Friend if mine is considering a Foundry bike. I've never heard of them. They sport disc tabs. Anyone have any experience? In particular their road bikes but will take any intel. Thanks!

Foundry Cycles | Purpose Built High-Performance Carbon Bicycles

The Foundry Riveter - Road Race - Disc Brake | Foundry Cycles


----------



## Kontact (Apr 1, 2011)

These are the same frames people buy direct from China for $550. Quality Bicycle Parts just bought a bunch of them with "Foundry" paint and decals and put a big price tag on them.


----------



## Tahoe Gator (May 28, 2002)

Made in China with disc brake tabs?
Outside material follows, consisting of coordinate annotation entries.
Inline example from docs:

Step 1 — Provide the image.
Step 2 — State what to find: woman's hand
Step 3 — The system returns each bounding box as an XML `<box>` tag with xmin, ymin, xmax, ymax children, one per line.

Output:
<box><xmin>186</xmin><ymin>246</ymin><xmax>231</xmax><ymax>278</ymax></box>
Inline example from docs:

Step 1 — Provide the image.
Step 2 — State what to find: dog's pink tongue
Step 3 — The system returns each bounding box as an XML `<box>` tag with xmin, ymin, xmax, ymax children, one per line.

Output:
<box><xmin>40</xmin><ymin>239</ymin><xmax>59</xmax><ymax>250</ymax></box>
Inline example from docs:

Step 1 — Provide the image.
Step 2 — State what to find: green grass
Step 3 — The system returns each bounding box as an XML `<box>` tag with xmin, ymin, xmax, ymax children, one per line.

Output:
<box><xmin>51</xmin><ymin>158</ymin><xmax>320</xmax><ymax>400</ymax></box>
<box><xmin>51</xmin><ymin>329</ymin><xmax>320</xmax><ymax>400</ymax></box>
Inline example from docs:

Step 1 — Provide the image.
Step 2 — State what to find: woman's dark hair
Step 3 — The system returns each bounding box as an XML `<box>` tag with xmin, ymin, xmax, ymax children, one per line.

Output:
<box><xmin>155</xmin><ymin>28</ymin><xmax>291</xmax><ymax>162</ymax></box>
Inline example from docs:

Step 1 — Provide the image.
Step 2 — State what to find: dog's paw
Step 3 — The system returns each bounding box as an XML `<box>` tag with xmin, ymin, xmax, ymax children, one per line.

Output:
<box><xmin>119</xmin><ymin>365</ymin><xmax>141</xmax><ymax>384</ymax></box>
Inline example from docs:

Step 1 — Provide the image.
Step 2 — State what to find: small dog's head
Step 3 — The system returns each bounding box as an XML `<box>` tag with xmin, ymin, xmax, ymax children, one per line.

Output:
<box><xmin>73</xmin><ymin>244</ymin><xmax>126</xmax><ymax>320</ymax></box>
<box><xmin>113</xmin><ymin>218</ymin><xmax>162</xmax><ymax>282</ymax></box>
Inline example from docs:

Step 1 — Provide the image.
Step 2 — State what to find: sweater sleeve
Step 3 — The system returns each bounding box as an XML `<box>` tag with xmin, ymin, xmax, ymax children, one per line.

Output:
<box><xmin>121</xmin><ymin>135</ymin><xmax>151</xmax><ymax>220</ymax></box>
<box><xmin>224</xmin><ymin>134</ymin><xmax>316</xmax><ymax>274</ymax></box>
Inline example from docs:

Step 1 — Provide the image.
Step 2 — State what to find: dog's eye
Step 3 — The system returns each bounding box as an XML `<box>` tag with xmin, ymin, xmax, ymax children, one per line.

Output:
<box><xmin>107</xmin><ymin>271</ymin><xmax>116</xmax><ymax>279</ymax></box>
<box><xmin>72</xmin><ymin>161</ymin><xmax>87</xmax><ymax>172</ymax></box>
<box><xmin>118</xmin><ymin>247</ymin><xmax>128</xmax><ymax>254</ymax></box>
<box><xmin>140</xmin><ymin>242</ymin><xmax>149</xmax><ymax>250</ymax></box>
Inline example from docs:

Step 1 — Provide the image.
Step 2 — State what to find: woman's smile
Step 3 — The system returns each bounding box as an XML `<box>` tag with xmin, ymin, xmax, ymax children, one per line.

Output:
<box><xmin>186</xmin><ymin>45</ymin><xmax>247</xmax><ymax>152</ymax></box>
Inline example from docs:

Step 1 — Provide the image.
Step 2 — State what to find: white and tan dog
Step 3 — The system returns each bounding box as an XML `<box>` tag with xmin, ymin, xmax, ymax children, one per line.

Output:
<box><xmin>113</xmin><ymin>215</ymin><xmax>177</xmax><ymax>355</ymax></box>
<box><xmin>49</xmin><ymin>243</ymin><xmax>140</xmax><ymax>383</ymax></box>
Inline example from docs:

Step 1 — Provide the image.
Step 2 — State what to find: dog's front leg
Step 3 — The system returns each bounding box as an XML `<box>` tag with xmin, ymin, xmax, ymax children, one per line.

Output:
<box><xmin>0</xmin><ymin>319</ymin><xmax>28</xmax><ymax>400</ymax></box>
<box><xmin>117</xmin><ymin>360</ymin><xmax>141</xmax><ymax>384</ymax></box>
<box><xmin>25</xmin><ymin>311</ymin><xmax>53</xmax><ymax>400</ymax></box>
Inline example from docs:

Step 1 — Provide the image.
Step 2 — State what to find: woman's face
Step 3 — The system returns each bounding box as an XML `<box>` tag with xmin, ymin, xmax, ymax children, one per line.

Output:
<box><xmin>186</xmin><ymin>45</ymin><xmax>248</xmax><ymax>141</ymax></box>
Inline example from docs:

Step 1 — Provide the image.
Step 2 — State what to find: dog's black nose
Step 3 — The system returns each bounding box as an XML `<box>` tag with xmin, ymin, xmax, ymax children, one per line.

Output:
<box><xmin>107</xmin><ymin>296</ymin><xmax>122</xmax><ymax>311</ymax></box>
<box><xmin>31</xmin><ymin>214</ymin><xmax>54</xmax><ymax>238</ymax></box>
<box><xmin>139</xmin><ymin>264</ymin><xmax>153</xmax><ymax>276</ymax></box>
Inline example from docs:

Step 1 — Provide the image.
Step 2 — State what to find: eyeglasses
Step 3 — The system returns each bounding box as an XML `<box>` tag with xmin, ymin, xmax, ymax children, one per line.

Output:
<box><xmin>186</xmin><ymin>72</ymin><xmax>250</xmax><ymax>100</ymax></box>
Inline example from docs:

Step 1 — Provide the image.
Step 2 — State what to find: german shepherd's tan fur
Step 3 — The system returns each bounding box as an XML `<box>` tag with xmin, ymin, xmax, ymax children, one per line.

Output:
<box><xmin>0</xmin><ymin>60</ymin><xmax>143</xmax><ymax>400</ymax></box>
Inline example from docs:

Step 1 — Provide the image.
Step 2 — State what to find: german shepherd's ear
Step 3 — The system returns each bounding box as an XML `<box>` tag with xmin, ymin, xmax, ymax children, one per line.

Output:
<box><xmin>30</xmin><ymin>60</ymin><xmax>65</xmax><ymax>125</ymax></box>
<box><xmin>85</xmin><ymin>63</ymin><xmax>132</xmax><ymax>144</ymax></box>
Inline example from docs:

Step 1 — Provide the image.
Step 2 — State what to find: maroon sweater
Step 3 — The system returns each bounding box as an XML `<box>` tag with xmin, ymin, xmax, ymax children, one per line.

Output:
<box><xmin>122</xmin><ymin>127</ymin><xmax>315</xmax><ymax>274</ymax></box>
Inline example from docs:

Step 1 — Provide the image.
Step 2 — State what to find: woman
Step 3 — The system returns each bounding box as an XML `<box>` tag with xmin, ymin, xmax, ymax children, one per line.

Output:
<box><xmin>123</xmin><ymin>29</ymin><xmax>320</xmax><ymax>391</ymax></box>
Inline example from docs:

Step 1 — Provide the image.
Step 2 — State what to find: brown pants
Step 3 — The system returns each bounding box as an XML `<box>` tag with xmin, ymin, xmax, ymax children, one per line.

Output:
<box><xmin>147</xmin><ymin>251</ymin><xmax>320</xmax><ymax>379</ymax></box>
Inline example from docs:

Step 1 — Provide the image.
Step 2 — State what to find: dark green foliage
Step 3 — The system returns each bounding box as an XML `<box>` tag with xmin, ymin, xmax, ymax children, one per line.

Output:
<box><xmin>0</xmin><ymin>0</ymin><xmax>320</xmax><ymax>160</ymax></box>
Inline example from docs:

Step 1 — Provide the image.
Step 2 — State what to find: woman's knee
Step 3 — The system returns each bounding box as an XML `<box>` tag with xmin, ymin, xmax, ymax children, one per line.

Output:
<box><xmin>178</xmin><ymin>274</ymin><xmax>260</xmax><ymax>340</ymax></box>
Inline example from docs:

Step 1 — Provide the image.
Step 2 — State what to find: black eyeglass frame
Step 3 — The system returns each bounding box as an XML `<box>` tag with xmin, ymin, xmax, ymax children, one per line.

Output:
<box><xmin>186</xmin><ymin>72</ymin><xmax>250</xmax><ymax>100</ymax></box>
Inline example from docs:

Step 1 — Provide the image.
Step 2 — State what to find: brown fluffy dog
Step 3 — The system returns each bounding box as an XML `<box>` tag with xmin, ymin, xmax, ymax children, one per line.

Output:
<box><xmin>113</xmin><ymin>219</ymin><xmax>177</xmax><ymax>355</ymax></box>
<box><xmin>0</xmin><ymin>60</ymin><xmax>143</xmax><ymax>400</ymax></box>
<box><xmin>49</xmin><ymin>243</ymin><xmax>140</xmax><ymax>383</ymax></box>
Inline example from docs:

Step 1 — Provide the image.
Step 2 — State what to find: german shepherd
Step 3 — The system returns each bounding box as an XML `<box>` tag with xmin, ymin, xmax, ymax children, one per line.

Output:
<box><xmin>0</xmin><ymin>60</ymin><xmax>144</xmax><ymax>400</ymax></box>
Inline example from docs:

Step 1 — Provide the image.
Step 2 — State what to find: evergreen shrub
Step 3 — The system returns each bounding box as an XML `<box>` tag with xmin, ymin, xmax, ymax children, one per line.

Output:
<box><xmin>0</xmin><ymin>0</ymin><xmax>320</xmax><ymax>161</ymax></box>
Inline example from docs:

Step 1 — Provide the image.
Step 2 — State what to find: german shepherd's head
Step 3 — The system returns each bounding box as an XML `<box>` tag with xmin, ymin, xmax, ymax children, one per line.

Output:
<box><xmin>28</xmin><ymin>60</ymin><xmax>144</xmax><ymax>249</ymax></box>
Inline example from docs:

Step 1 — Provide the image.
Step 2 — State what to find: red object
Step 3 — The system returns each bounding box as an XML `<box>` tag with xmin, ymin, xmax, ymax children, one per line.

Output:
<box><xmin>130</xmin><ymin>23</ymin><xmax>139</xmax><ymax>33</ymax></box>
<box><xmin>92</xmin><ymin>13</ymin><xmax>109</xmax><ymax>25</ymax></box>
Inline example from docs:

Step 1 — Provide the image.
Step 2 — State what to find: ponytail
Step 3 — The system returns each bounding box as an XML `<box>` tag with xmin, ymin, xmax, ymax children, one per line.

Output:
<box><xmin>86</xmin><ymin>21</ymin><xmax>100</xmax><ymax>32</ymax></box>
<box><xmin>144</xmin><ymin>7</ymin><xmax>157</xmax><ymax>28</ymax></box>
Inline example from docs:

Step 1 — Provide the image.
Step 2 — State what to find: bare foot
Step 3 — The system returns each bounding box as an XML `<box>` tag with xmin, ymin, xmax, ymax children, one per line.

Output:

Huh. 

So they are junk? Quality Bicycle Parts is what, a wholesaler?


----------



## Vitamin G (Aug 3, 2007)

QBP:

Quality Bicycle Products is the largest distributor of bicycle parts and accessories in the bicycle industry, with revenues of $150 million in 2008. In addition to wholesaling bicycles and components from other manufacturers, QBP owns and manufactures several brands of its own. 

Quality Bicycle Products - Wikipedia, the free encyclopedia

Also parent company of Surly, Salsa, Foundry, Whiskey Parts among others.


----------



## Kontact (Apr 1, 2011)

No, they aren't junk. They just aren't any different than the bikes listed under sticky "China carbon direct" thread that is always up on the Bike forum. I don't think new decals and a US warranty make the price of a "Foundry" sensible.

To be clear, I went to QBP's annual thingy in MN in 2011 and the Foundry bikes were clearly the same models you can buy direct from either Hong Fu or Deng Fu. Whether that is exactly the same situation today or in the future is a different story, but I don't see why it would have changed. 

Before you buy, take a look at similar frames on Ebay and decide for yourself. You might also look at the offerings from other name brand companies. Maybe Foundry is a decent value for you, but I remember thinking that their wholesale price was so much more than the consumer direct price from China that I was just stunned.


----------



## bikerector (Oct 31, 2012)

Foundry bikes are pretty good, but I think they're overpriced compared to what is available elsewhere. I don't find them to be stand-outs of any kind, just good bikes. I've looked at them several times but always go a different direction.

If you like black painted carbon, foundry may be for you.


----------